Bob Walker of Michigan State University and two fellow scientists were the first research team to travel a 1,120-km stretch of the Transamazon Highway in the western Amazon basin.

They found massive areas of undisturbed forest in the form of nationally protected areas and indigenous reserves - as well as examples of where the government had halted unofficial road building.

“We were kind of amazed by the number of good stories we saw. The environmental enforcement agencies in Brazil often seem to be doing what they are supposed to do,” said Mr. Walker, a veteran Amazon researcher whose work is funded by the National Science Foundation.

However, in some places, they confirmed the existence of illegal logging and gold-mining operations that threaten further damage to the world’s largest rainforest.

Due to a government crackdown on illegal logging, Mr. Walker suspected loggers were moving such illegal operations westward - deep into the Amazon - but he needed to confirm it.
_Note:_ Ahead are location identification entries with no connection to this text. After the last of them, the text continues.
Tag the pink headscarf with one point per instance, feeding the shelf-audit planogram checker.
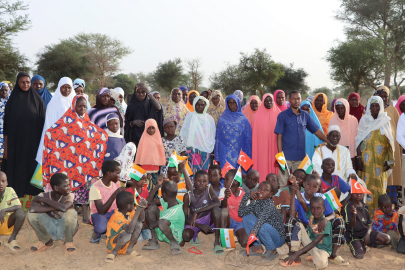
(284, 106)
(264, 140)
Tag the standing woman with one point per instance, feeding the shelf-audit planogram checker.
(23, 123)
(264, 140)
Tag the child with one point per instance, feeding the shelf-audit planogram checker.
(358, 227)
(102, 198)
(385, 220)
(262, 219)
(11, 214)
(317, 243)
(230, 198)
(124, 226)
(53, 217)
(201, 210)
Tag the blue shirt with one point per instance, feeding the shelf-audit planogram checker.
(293, 127)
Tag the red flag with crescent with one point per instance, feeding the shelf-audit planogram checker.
(244, 161)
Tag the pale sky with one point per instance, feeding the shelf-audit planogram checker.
(294, 31)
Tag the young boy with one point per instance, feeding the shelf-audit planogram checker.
(102, 198)
(386, 220)
(53, 217)
(230, 198)
(358, 227)
(11, 214)
(124, 226)
(318, 243)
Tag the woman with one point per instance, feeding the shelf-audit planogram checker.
(233, 133)
(375, 149)
(252, 107)
(38, 83)
(176, 108)
(356, 109)
(23, 122)
(311, 140)
(199, 134)
(347, 123)
(217, 105)
(320, 104)
(264, 140)
(143, 106)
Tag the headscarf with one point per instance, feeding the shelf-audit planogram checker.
(198, 130)
(356, 111)
(190, 107)
(248, 112)
(56, 109)
(284, 106)
(348, 127)
(324, 116)
(44, 92)
(73, 146)
(311, 140)
(179, 110)
(368, 123)
(264, 140)
(150, 148)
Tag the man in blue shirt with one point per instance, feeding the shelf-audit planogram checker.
(290, 130)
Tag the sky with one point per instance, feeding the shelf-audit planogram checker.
(294, 31)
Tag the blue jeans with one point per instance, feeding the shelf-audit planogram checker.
(268, 236)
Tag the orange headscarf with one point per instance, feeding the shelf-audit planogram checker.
(324, 116)
(248, 112)
(150, 148)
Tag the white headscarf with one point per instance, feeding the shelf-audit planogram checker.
(368, 124)
(198, 129)
(55, 110)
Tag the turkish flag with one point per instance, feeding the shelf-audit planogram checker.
(244, 161)
(358, 188)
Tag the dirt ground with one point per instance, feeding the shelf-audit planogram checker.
(91, 256)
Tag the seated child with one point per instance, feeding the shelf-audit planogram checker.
(53, 217)
(11, 214)
(230, 198)
(102, 198)
(124, 226)
(268, 227)
(201, 210)
(386, 220)
(317, 243)
(358, 227)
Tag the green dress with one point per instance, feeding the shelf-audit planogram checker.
(375, 151)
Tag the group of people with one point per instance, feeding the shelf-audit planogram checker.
(115, 161)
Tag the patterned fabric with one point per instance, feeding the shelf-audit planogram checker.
(74, 146)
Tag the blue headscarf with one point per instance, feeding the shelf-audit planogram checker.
(311, 140)
(233, 134)
(44, 92)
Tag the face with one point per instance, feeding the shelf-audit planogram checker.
(24, 83)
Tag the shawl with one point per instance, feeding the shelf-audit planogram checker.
(190, 107)
(178, 110)
(324, 116)
(284, 106)
(44, 92)
(198, 129)
(348, 128)
(248, 112)
(311, 140)
(73, 146)
(233, 134)
(55, 110)
(23, 122)
(264, 140)
(150, 148)
(216, 111)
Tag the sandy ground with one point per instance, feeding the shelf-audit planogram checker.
(91, 256)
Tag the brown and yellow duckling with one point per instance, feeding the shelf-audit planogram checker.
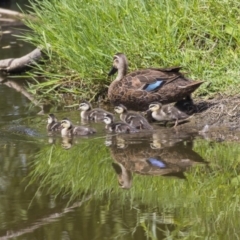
(89, 113)
(136, 120)
(136, 90)
(118, 127)
(68, 130)
(166, 113)
(52, 124)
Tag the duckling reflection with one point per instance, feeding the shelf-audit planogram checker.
(139, 157)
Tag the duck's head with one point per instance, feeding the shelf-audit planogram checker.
(51, 118)
(120, 64)
(120, 109)
(155, 106)
(84, 106)
(108, 119)
(65, 123)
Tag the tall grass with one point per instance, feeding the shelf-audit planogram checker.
(80, 38)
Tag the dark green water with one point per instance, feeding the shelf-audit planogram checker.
(160, 185)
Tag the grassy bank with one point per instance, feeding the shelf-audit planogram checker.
(80, 38)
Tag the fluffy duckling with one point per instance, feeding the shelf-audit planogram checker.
(118, 127)
(52, 124)
(166, 113)
(68, 130)
(134, 119)
(89, 113)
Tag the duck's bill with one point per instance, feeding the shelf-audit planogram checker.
(113, 71)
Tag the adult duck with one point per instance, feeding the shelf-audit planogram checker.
(135, 119)
(136, 90)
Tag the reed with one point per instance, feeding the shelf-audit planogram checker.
(80, 38)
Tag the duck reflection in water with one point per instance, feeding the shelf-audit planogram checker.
(166, 158)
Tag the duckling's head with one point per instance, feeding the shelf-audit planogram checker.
(155, 106)
(51, 118)
(108, 119)
(120, 63)
(65, 123)
(84, 106)
(120, 109)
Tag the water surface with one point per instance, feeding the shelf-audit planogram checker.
(153, 185)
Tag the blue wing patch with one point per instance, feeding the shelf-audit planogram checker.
(153, 86)
(156, 162)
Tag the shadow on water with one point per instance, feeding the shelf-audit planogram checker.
(154, 185)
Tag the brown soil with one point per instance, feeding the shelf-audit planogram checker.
(216, 119)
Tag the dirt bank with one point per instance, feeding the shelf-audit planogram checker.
(216, 119)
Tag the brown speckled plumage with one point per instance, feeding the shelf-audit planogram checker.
(129, 89)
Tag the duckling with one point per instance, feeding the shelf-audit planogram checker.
(166, 113)
(89, 113)
(118, 127)
(68, 130)
(53, 125)
(134, 119)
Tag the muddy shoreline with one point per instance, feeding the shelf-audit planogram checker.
(215, 119)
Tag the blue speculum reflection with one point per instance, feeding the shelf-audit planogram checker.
(149, 185)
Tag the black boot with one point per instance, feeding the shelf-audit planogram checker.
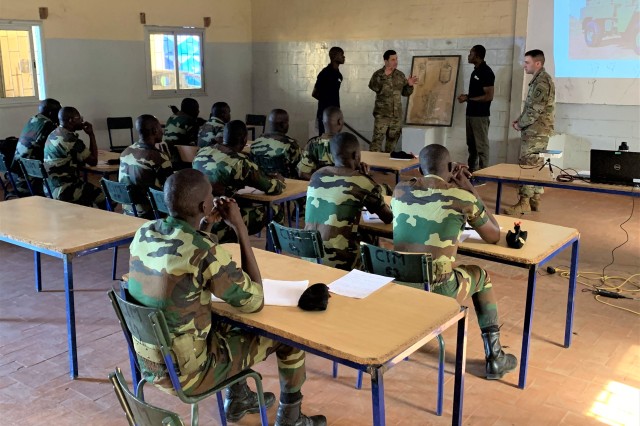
(241, 400)
(498, 362)
(291, 415)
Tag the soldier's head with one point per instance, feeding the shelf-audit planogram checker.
(279, 121)
(235, 135)
(533, 61)
(345, 150)
(149, 129)
(333, 120)
(222, 111)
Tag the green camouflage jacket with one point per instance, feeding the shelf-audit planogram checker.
(335, 199)
(389, 91)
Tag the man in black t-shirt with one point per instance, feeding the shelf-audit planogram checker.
(478, 104)
(327, 87)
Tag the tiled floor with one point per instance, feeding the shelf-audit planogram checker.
(596, 381)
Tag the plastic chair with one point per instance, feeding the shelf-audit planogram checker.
(414, 268)
(119, 123)
(148, 326)
(136, 410)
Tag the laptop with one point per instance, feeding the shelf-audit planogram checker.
(615, 167)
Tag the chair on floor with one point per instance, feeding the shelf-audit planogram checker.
(149, 327)
(409, 268)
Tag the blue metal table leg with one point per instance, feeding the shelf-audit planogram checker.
(526, 333)
(568, 331)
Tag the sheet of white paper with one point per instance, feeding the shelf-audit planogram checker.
(358, 284)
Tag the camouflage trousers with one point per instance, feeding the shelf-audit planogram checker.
(389, 128)
(530, 146)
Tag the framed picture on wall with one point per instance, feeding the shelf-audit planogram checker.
(432, 100)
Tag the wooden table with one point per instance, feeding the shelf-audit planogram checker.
(545, 241)
(371, 334)
(65, 231)
(513, 173)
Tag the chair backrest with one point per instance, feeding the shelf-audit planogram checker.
(298, 242)
(137, 411)
(416, 268)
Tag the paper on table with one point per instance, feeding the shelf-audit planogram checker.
(358, 284)
(279, 293)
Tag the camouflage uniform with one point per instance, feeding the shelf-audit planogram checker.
(428, 217)
(536, 122)
(277, 147)
(64, 154)
(177, 269)
(228, 171)
(31, 146)
(145, 167)
(387, 111)
(210, 131)
(335, 199)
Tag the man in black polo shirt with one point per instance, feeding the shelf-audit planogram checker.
(327, 88)
(478, 103)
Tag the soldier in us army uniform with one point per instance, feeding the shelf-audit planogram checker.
(535, 125)
(65, 153)
(390, 85)
(429, 215)
(211, 132)
(274, 151)
(335, 199)
(143, 165)
(32, 140)
(177, 265)
(229, 170)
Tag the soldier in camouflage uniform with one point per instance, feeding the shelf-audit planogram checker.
(177, 265)
(390, 85)
(317, 153)
(143, 165)
(228, 170)
(32, 140)
(274, 151)
(211, 131)
(335, 199)
(536, 125)
(429, 216)
(65, 153)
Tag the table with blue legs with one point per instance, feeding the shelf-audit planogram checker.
(65, 231)
(544, 243)
(371, 334)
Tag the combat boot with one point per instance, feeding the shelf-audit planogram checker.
(521, 207)
(241, 400)
(498, 362)
(291, 415)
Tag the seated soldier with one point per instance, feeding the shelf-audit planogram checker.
(143, 165)
(429, 215)
(65, 154)
(335, 199)
(211, 131)
(229, 170)
(32, 140)
(275, 144)
(177, 265)
(317, 153)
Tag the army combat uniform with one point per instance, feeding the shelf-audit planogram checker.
(64, 154)
(428, 217)
(387, 111)
(335, 199)
(145, 167)
(177, 269)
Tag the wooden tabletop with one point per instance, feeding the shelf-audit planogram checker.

An estimated 17 percent of the Brazilian rainforest has been destroyed, much of it in the more developed eastern Amazon basin.

In late June, he made the 10-day National Aeronautics and Space administration (NASA) funded study trip along the western Transamazon Highway with Brazilian colleagues Eugenio Arima, assistant professor at Hobart and William Smith Colleges and Ritaumaria Pereira, Michigan State University doctoral candidate.

That section of the highway, from Itaituba to Labrea, is unpaved and uncharted - a wild stretch of jungle that Mr. Walker had assumed was becoming the new logging frontier.

The researchers witnessed fairly sizable logging operations, including sawmills and semi-trucks hauling out sawn wood, according to a Michigan State release.

Many experts believe too much deforestation could trigger a catastrophic change - or tipping point - that will change the Amazon from tropical forest to dry scrubland.